Manado, BeritaManado.com — Pilkada Serentak akan digelar 27 November 2024.
Di Sulawesi Utara (Sulut), 15 kabupaten/kota akan memilih pemimpinnya, termasuk menentukan gubernur dan wakil gubernur.
Kontestasi Pemilihan Gubernur (Pilgub) Sulut 2024 menjadi menarik disimak.
Apalagi tahapan pencalonan baik dari partai politik hingga di level penyelenggara akan bergulir.
Sejumlah nama kian santer diisukan akan berkompetisi menuju 01 Sulut.

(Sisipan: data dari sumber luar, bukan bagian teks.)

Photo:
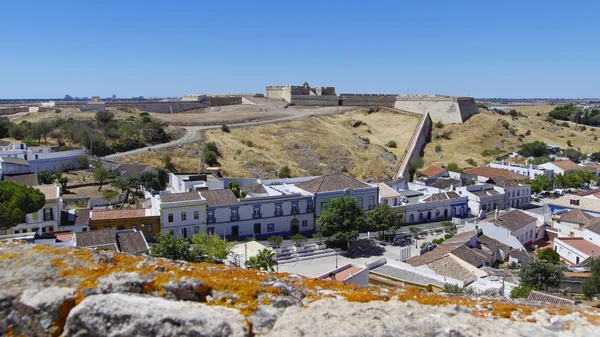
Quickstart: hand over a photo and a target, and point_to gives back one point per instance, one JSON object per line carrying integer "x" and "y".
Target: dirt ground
{"x": 318, "y": 145}
{"x": 485, "y": 132}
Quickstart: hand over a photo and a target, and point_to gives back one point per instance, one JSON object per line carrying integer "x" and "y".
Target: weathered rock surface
{"x": 339, "y": 318}
{"x": 131, "y": 315}
{"x": 47, "y": 289}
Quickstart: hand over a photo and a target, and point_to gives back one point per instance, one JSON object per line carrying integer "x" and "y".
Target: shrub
{"x": 521, "y": 291}
{"x": 212, "y": 146}
{"x": 275, "y": 241}
{"x": 285, "y": 172}
{"x": 210, "y": 158}
{"x": 299, "y": 239}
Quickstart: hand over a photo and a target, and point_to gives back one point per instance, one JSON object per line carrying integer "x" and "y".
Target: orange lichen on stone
{"x": 8, "y": 256}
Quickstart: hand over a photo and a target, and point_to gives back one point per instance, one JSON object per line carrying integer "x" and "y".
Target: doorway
{"x": 294, "y": 226}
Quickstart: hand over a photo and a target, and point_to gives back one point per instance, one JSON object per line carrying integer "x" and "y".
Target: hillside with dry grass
{"x": 489, "y": 131}
{"x": 318, "y": 145}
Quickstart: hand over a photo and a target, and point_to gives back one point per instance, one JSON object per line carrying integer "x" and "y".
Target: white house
{"x": 529, "y": 170}
{"x": 577, "y": 250}
{"x": 562, "y": 167}
{"x": 188, "y": 182}
{"x": 328, "y": 187}
{"x": 388, "y": 196}
{"x": 519, "y": 224}
{"x": 182, "y": 214}
{"x": 46, "y": 219}
{"x": 484, "y": 197}
{"x": 516, "y": 195}
{"x": 284, "y": 214}
{"x": 570, "y": 223}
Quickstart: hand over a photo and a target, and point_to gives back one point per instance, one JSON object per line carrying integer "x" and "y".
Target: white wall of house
{"x": 366, "y": 198}
{"x": 569, "y": 253}
{"x": 592, "y": 237}
{"x": 498, "y": 233}
{"x": 527, "y": 170}
{"x": 266, "y": 221}
{"x": 183, "y": 219}
{"x": 439, "y": 210}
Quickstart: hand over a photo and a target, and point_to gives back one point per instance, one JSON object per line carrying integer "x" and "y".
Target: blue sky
{"x": 160, "y": 48}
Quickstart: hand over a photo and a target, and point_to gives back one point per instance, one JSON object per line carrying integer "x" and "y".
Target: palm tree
{"x": 264, "y": 260}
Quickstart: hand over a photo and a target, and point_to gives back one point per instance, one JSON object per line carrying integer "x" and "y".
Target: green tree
{"x": 285, "y": 172}
{"x": 163, "y": 178}
{"x": 45, "y": 177}
{"x": 210, "y": 158}
{"x": 548, "y": 255}
{"x": 168, "y": 162}
{"x": 234, "y": 186}
{"x": 318, "y": 236}
{"x": 170, "y": 247}
{"x": 541, "y": 183}
{"x": 275, "y": 241}
{"x": 101, "y": 175}
{"x": 534, "y": 149}
{"x": 212, "y": 146}
{"x": 342, "y": 218}
{"x": 16, "y": 201}
{"x": 149, "y": 180}
{"x": 264, "y": 260}
{"x": 4, "y": 127}
{"x": 104, "y": 116}
{"x": 383, "y": 218}
{"x": 522, "y": 291}
{"x": 540, "y": 274}
{"x": 453, "y": 167}
{"x": 591, "y": 286}
{"x": 299, "y": 239}
{"x": 211, "y": 248}
{"x": 109, "y": 195}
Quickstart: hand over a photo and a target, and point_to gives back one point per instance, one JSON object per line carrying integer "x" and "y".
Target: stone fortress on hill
{"x": 448, "y": 109}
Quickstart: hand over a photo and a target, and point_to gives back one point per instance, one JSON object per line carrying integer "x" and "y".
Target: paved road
{"x": 194, "y": 133}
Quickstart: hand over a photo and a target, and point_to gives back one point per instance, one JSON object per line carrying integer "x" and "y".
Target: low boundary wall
{"x": 421, "y": 135}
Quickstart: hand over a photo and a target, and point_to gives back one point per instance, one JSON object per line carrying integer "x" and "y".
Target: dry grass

Para figur ini sudah cukup dikenal masyarakat, karena terbilang berpengalaman memimpin pemerintahan.
Steven Kandouw
Sosok pertama yang diyakini bakal berkompetisi adalah Steven Kandouw.
Wakil Gubernur Sulut dua periode ini terbilang mapan dari segi pengalaman.
Dua periode menjadi mitra Gubernur Olly Dondokambey, membuat Steven Kandouw layak meneruskan pembangunan ke depan.
Steven juga dinilai berhasil menorehkan sejumlah prestasi bersama Gubernur Olly.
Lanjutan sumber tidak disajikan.